Hayao Miyazaki’s film have garnered an international following due to their wistful, childlike, and evocative settings. His animated motion picture Howl’s Moving Castle, released in 2004, is set in a fictitious kingdom where magic and 19th-century technology coexist. Like many of Miyazaki’s works, the story is narrated from the perspective of a child — a young hatter named Sophie. After being transformed into an old woman by a witch, Sophie encounters a wizard named Howl and is drawn into his resistance against the King’s warmongering. Joe Hiashi’s score to Howl’s Moving Castle captures the fantasy and wonder of the setting as experienced through a child’s eyes.
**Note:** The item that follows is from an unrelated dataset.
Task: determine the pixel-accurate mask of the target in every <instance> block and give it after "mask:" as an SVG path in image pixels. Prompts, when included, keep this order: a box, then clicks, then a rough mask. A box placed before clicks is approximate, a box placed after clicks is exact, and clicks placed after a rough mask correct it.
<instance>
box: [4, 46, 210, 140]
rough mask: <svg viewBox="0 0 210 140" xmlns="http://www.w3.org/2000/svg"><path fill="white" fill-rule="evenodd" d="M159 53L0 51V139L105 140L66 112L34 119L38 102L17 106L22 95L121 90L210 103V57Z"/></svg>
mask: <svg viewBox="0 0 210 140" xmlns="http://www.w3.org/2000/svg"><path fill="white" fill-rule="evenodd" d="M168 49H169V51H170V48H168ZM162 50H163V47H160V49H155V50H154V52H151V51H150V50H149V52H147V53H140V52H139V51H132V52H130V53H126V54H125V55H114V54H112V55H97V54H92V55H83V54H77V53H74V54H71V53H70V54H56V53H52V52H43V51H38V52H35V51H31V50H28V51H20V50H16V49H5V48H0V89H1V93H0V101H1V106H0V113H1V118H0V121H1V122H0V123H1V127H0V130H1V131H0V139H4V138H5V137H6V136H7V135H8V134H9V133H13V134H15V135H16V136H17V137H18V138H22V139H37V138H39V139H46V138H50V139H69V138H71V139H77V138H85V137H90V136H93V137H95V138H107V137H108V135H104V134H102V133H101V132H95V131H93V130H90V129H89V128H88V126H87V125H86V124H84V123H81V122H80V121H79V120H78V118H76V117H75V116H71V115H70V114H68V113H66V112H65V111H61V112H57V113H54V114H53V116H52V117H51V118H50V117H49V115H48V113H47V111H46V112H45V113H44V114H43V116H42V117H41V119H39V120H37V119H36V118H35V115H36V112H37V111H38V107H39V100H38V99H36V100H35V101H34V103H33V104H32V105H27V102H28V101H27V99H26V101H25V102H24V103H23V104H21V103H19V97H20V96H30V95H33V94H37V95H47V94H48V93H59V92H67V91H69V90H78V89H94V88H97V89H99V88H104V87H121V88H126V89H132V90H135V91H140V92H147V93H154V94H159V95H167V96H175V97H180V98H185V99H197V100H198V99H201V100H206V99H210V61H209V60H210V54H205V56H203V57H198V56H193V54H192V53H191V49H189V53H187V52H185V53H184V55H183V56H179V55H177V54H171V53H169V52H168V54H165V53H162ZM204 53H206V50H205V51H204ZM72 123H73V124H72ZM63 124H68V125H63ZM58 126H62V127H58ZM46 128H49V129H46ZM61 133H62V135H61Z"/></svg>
This arrangement by Yo Goto sets five scenes from the film and soundtrack, which are played without pause.

 

 

MARCH, OP. 99
Sergei Prokofiev
Arranged by James Meredith

Written at a time when many Russian composers were turning to the march genre as a show of support to their country during World War II, Prokofiev’s opus 99 was penned in honor of May Day, also known as International Workers’ Day. May Day is perhaps the most important political holiday in the Soviet calendar, second only to the October Revolution. The march was broadcast over government radio as part of the 1944 May Day celebration and was later included in Prokofiev’s opera The Story of a Real Man. Sounding like music fit for a colorful, big-top circus show, the main theme is utterly memorable in its bouncing vigor and celebratory cheer — a departure from the somber and militaristic music being written at the time.

 

 

BARNUM AND BAILEY’S FAVORITE
Karl King
Edited by Loras John Schissel

Karl L. King began his career playing the baritone in a circus band before becoming bandmaster for Barnum and Bailey’s “The Greatest Show on Earth.” In addition to conducting, he composed innovative music to match the exciting emotions and rhythms of circus acts. While performing with the Barnum and Bailey Band in 1913, bandmaster Ned Brill asked King to write a special march which was to become the theme of the circus. Barnum and Bailey’s Favorite is the result of that request and is dedicated to Brill. The pieces, perhaps unsurprisingly, contains an active part for the baritone and is considered to be among the more challenging works in the American march repertoire.

 

 

BARNUM AND TESLA’S TANDEM BICYCLE
Erika Svanoe

“Barnum and Tesla’s Tandem Bicycle” is the fourth and final movement of Erika Svanoe’s Steampunk Suite, which was arranged by the composer for wind ensemble based on her earlier work Steampunk Scenes. The work explores various scenes that take place in a fictional alternate history featuring notable people alive in the Victorian era, including Charles Ives, Marie Curie, H.G. Wells, Jules Verne, P.T. Barnum, and Nikola Tesla. Popular music from the era is scattered throughout and often combined with the sounds of clockwork and imagined steam technology, as well as elements of composers from the time, like John Philip Sousa, Kurt Weill, and Aram Khachaturian. The end result is a remarkably innovative and entertaining march where each section of the band has an opportunity to showcase its talents.